То, о чем я хочу рассказать, случилось через неделю после покупки. За семь дней ежедневных изнуряющих, но таких приятных поездок я уже достаточно хорошо управлялся со своим Вороным (как его называл отец) и уже осмелел настолько, что ездил в соседний лесок «полетать» по оврагам. В тот день я как раз собирался отправиться покорять местные вершины на своем алюминиевом коне. Я встал в девять часов, наспех позавтракал и, впопыхах собравшись, выкатил велосипед из квартиры. Тогда я жил на пятом этаже обычной панельной «хрущобы». Мама беспокоилась, что я буду слишком сильно напрягаться, таская по лестнице велосипед, но легкая рама устранила все поводы для беспокойства. Родители уже ушли на работу, и закрывать дверь мне нужно было самому.
А вот дверь заслуживает отдельного слова. Ее сам сделал мой дед, которого я, увы, в живых не застал. Тяжеленная, из толстых досок и железного листа, оббитая черным дермантином и утыканная обойными гвоздиками с блестящими шляпками, с двумя замками на старых «плоских» советских ключах. В детстве она казалась мне воротами какой-то крепости из рассказов отца-историка о древнем мире. Я прислонил велосипед к ограждению лестничной клетки и привычным движением запер сначала нижний, а затем и верхний замки. Бросив ключи в рюкзак, я повернулся к велосипеду, прикидывая, как его поудобнее ухватить. От моих размышлений меня отвлек тихий, почти неслышный звук.

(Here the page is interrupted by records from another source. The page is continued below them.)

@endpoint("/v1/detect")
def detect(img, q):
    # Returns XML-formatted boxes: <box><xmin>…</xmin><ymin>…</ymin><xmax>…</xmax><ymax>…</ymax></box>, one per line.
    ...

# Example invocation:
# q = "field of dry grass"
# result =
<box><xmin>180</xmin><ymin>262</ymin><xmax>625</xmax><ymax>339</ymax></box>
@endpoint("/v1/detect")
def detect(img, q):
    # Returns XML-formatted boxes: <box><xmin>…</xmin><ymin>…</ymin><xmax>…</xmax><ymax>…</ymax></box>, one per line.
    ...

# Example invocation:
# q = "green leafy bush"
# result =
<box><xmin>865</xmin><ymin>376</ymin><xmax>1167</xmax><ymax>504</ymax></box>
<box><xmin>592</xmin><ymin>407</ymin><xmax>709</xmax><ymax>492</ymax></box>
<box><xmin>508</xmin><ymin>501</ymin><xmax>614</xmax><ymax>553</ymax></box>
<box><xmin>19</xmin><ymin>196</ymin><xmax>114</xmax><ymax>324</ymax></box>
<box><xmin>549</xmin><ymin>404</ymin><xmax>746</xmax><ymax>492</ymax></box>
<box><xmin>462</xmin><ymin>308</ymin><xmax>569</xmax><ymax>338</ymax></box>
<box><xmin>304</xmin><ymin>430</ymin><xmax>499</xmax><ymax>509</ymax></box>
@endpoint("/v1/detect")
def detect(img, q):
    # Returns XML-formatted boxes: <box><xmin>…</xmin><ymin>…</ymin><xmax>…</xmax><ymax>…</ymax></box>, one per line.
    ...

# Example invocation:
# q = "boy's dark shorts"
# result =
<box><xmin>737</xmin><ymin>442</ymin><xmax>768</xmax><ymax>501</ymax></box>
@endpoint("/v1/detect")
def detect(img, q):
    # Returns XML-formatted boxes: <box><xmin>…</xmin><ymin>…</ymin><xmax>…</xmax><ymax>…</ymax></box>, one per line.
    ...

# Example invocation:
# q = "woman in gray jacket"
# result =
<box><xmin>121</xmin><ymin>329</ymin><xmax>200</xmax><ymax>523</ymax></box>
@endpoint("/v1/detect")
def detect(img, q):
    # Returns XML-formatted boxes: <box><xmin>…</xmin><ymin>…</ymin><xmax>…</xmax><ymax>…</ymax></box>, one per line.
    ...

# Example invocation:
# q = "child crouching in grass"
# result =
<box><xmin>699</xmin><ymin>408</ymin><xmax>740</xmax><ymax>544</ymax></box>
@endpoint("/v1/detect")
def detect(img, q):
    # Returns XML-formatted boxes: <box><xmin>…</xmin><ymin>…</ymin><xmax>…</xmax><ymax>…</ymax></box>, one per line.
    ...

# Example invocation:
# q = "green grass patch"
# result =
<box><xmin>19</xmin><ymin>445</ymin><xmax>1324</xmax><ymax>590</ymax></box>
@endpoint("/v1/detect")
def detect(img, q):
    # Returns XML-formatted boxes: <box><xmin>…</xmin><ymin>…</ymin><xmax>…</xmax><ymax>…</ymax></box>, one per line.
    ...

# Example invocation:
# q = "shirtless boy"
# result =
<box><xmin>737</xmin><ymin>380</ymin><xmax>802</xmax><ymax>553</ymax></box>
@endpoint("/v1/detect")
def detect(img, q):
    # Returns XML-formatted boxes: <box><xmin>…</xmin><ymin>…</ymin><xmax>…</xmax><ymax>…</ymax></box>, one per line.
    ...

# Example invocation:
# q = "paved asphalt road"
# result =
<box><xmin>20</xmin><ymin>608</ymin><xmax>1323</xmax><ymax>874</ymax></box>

Вы когда-нибудь пробовали поднять руку и тут же расслабить мышцы, чтобы она без усилий упала на стол? Легкий такой шлепок, даже не стук. Я не обратил на это никакого внимания — дверь была старой, наверное, обивка уже отстает. Да и трескучий говор соседей в соседней квартире не способствовал улавливанию шорохов рассыхающейся древесины. Я взялся за раму, поднял велосипед и начал спуск. Стоило мне шагнуть на четвертую ступеньку, как звук повторился, на этот раз сильнее. За шлепком последовал более легонький удар — будто открытой ладонью по крышке стола. Поставив велосипед возле ограждения пролета, повернулся — не показалось ли? Нет, не ошибся — в дверь тихонько постукивали с той стороны. К моему сегодняшнему удивлению, это не сразу вызвало у меня тревогу или страх — только удивление. Вернувшись на площадку, я стал вслушиваться во всё усиливающийся стук. Пока я достал из рюкзака ключи, он уже стал совершенно отчетливым, набирая силу после каждого удара. В нем не было какого-либо ритма или других звуков — я бы их наверняка запомнил, — только все более сильные удары. Отпирая верхний замок, я уже не слышал соседей — канонада ударов отдавалась тяжелым уханьем сердца в ушах.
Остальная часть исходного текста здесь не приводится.